A Bootstrap Study of Confinement in AdS

TL;DR

This paper uses the numerical conformal bootstrap to investigate the phase transition in Yang-Mills theory in AdS4 with Dirichlet boundary conditions, providing non-perturbative constraints and ruling out certain scenarios.

Contribution

It applies the conformal bootstrap to constrain the operator spectrum and phase transition mechanisms in AdS Yang-Mills theory, offering new bounds and refined techniques.

Findings

Ruled out the decoupling of boundary currents.

Disfavored bulk Higgs mechanism based on scalar bounds.

Identified transition driven by a scalar singlet becoming marginal.

Abstract

Yang-Mills theory in AdS$_{4}$ with Dirichlet boundary conditions is expected to undergo a transition as the AdS radius varies, since the boundary data is incompatible with confinement in flat space.

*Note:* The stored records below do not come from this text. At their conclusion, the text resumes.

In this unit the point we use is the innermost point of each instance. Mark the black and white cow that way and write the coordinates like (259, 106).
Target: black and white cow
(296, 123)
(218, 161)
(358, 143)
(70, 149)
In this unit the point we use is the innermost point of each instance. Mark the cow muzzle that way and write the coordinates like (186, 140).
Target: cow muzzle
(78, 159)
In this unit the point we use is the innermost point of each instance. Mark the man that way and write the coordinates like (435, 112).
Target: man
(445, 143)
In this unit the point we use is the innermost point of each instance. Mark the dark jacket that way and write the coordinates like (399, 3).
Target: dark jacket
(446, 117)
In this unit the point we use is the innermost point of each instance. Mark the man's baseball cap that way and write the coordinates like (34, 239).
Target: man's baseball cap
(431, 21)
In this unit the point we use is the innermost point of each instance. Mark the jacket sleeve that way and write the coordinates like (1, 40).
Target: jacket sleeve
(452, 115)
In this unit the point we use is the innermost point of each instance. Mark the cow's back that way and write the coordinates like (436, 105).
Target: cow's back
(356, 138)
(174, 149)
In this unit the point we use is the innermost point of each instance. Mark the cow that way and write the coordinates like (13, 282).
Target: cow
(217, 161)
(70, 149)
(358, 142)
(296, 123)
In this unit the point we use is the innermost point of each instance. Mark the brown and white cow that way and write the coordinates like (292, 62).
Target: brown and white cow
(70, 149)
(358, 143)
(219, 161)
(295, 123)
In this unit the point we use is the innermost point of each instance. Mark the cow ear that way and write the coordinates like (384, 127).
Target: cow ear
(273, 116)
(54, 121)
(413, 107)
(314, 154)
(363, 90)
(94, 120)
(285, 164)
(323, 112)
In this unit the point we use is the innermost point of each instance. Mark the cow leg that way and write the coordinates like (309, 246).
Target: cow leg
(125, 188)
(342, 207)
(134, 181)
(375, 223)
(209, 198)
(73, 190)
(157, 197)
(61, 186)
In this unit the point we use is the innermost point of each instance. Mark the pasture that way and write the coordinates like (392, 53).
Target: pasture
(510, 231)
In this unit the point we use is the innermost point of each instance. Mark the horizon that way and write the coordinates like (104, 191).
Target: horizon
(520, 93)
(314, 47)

Various mechanisms have been proposed for the disappearance of the Dirichlet boundary condition. From the boundary viewpoint, the associated $3d$ CFT is a deformation of a generalised free theory of non-Abelian conserved currents, with the deformation governed by the bulk gauge coupling. We test these scenarios by deriving non-perturbative constraints from the numerical conformal bootstrap of the four-point function of non-Abelian conserved currents. We rule out the scenario in which the boundary current decouples. Bounds on the lightest scalar operators disfavour a bulk Higgs mechanism and instead point to a transition driven by a scalar singlet becoming marginal. We also obtain bounds on other scalar operators and on the current central charge, and we refine character-based techniques incorporating parity and charge-conjugation symmetry to determine the operator spectrum of the $3d$ Generalised Free Vector theory. These results may be of independent interest beyond Yang-Mills theory in AdS.